Touching him, she fell asleep.
* * *
The nightmares wouldn’t let her go. In some distant part of her brain she heard her own whimpering, heard Sophie say, “Maman, you’re taking all the blankets,” but none of it wakened her. In her nightmare, she was in a chair, being interrogated. The boy, Daniel. He’s a Jew. Give him to me, Von Richter said, shoving his gun in her face … then his face changed, melted a little, and he turned into Beck, who was holding the photograph of his wife and shaking his head, but the side of his face was missing … and then Isabelle lying on the floor, bleeding, saying, I’m sorry Vianne, and Vianne was yelling. You’re not welcome here …
Vianne woke with a start, breathing hard. The same nightmares had plagued her for six days; she consistently woke feeling exhausted and worried. It was November now, and there had been no word about Isabelle at all. She eased out from beneath the blankets. The floor was cold, but not as cold as it would be in a few weeks. She reached for the shawl she’d left on the foot of the bed and wrapped it around her shoulders.
Von Richter had claimed the upstairs bedroom. Vianne had abandoned the floor to him, choosing to move with her children into the smaller downstairs bedroom, where they slept together on the double bed.

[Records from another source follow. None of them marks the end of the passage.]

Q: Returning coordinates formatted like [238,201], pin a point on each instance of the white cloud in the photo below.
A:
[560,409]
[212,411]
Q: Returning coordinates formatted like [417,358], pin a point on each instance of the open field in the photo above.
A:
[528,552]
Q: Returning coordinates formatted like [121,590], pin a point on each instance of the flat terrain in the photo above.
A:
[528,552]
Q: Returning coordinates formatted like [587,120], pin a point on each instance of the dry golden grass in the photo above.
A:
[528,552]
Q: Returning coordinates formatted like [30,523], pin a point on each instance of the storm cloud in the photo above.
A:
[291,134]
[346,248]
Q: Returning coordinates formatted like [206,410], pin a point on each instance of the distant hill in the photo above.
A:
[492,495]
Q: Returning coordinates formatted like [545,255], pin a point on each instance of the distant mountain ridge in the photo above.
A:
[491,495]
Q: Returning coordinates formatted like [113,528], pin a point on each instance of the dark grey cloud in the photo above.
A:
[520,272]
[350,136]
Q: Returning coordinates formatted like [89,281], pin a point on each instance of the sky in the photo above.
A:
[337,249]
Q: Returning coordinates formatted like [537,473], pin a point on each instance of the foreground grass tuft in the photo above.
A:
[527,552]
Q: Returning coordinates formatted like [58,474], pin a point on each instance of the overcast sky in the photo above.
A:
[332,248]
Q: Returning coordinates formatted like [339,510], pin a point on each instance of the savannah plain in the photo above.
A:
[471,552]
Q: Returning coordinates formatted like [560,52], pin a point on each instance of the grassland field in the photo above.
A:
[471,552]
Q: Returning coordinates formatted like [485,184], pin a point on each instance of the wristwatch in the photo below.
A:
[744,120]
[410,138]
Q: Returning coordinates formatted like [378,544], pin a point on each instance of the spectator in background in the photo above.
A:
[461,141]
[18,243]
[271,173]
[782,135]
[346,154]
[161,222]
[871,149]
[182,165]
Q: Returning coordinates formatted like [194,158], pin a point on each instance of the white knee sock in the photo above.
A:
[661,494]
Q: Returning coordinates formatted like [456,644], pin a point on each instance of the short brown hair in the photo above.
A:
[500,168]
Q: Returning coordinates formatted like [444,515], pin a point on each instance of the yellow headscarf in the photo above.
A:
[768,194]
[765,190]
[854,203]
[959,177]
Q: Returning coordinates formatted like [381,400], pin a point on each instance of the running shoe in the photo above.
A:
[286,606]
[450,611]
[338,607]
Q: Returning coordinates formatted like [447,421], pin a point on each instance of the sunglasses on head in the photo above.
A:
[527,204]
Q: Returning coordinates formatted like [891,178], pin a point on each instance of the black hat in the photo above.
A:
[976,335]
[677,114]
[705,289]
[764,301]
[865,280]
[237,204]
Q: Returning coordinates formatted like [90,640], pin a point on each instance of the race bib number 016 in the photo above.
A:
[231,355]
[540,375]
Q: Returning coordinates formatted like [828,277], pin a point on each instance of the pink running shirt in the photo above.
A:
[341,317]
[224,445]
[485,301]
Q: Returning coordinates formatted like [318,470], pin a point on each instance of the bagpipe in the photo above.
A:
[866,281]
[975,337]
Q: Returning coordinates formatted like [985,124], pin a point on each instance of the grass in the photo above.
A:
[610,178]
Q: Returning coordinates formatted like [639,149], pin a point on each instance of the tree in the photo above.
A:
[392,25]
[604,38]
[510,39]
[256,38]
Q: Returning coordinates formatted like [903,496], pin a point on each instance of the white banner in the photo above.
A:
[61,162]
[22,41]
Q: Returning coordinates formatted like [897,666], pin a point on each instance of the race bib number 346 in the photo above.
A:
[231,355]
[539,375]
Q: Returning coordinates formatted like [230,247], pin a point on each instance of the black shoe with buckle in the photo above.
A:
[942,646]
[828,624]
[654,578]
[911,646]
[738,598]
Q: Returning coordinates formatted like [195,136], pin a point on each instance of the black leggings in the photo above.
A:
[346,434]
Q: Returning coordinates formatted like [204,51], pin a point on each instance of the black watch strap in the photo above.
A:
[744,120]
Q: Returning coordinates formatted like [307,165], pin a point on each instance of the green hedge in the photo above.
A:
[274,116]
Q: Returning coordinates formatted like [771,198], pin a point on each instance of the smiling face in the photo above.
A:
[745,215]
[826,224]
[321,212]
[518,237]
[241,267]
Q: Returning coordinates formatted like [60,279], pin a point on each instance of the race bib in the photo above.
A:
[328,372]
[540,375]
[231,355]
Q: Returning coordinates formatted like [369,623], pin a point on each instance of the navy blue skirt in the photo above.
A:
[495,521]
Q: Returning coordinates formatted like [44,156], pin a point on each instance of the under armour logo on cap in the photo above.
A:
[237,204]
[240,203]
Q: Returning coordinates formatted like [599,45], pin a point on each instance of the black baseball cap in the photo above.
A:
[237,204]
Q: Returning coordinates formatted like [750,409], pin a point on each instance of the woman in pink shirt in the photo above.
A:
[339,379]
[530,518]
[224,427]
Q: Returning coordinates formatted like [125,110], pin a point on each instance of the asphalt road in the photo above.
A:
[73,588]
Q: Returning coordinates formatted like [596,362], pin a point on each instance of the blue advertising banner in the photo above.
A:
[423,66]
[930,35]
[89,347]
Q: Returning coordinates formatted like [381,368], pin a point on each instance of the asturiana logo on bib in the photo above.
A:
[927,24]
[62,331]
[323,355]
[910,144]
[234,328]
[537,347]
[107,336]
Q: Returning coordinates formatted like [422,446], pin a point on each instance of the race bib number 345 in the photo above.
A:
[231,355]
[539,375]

Beck’s room. No wonder she dreamed of him in here. The air held on to his scent, reminded her that the man she’d known no longer lived, that she had killed him. She longed to do penance for this sin, but what could she do? She had killed a man—a decent man, in spite of it all. It didn’t matter to her that he was the enemy or even that she’d done it to save her sister. She knew she had made the right choice. It wasn’t right or wrong that haunted her. It was the act itself. Murder.
She left the bedroom and closed the door behind her, shutting it with a quiet click.
Von Richter sat on the divan, reading a novel, drinking a cup of real coffee. The aroma made her almost sick with longing. The Nazi had billeted here for several days already, and each of those mornings had smelled of rich, bitter roasted coffee—and Von Richter made sure she smelled it, and wanted it. But she couldn’t have so much as a sip; he made sure of that, too. Yesterday morning he had dumped an entire pot into the sink, smiling at her as he did so.